Showing posts with label math. Show all posts
Showing posts with label math. Show all posts

Thursday, February 11, 2010

Angle math

I've got a new applet posted on my web page, which I wrote for my son Ben. He is seven. It is a demonstration of how angles work. You can drag the points of the triangle around, and it will continuously update the display of numbers showing what angle is formed at each point. It also gives a little readout showing that the three angles will, indeed, always add up to 180 degrees.

I like to do a little graphical application every once in a while just to stay in practice. There are a lot of concepts from trigonometry that have to be applied. Debugging graphics is sometimes a tricky affair, because if you don't do the right thing then you might wind up with nothing but a blank screen, or a line might appear wildly out of place. Finding the angles required remembering what sines and cotangents and such represent. (SOH CAH TOA! That's one that never leaves your memory, but I got sin and asin mixed up for a while.)
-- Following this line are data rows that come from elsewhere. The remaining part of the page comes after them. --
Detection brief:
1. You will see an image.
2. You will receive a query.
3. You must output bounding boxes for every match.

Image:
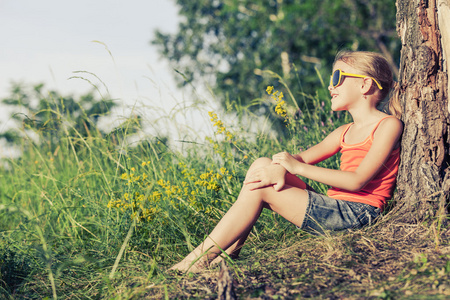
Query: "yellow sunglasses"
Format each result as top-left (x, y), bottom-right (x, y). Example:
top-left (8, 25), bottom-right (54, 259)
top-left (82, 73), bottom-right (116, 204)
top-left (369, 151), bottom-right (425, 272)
top-left (330, 69), bottom-right (383, 90)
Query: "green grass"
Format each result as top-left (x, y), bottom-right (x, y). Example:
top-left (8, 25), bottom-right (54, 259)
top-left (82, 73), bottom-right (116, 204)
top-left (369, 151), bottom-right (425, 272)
top-left (0, 85), bottom-right (450, 299)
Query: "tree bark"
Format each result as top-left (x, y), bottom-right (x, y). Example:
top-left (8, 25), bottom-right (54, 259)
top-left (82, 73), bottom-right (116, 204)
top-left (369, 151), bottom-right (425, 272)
top-left (396, 0), bottom-right (450, 222)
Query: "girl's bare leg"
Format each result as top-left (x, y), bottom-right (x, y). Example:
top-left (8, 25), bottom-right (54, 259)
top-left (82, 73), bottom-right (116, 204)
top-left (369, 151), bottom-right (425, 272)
top-left (212, 168), bottom-right (307, 264)
top-left (171, 159), bottom-right (308, 272)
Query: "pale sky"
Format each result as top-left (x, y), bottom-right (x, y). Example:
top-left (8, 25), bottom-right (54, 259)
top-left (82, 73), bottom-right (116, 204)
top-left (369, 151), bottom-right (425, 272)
top-left (0, 0), bottom-right (216, 154)
top-left (0, 0), bottom-right (178, 98)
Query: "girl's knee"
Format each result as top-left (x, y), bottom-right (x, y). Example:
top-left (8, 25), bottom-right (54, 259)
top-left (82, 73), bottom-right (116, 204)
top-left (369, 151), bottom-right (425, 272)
top-left (250, 157), bottom-right (272, 168)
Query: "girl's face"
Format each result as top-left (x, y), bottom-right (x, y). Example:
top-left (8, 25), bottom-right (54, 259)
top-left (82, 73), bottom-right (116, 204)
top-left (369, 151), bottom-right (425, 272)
top-left (328, 60), bottom-right (364, 111)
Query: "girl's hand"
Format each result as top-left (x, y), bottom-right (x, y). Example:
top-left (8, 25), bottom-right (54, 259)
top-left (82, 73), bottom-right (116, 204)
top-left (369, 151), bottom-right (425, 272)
top-left (272, 152), bottom-right (301, 175)
top-left (244, 165), bottom-right (286, 191)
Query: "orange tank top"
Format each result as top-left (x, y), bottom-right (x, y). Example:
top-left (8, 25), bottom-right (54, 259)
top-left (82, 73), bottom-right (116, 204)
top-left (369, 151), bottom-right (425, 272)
top-left (327, 116), bottom-right (400, 209)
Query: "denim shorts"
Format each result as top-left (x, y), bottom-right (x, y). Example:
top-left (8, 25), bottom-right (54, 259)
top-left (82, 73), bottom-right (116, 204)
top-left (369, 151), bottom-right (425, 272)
top-left (301, 189), bottom-right (381, 234)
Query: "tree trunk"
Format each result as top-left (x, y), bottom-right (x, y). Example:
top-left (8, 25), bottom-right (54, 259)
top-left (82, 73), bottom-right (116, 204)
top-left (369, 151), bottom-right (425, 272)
top-left (397, 0), bottom-right (450, 222)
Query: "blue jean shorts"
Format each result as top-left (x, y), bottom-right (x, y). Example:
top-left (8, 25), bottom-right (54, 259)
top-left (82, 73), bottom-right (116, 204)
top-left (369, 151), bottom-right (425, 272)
top-left (301, 190), bottom-right (381, 234)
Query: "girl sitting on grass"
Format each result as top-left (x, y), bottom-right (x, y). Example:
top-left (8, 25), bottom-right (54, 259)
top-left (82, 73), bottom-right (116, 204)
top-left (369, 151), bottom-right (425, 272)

I also had to fudge the numbers a little bit. For instance, one angle might be 70.14 and another might be 50.34. The third angle should be 59.52. However, if you reduce those to one significant figure, you find that 70.1+50.3+59.5 = 179.9. So I had to fake the third angle (a3) as displaying 180-a1-a2.

The hardest challenge came after I decided to change "nearly" right angles into true right angles. Notice that if you drag one corner so that it forms an angle between 80 and 100 degrees, it will automatically snap to the correct position so that it is 90 degrees. I had to put some thought into making that work, and here's the solution I wound up with.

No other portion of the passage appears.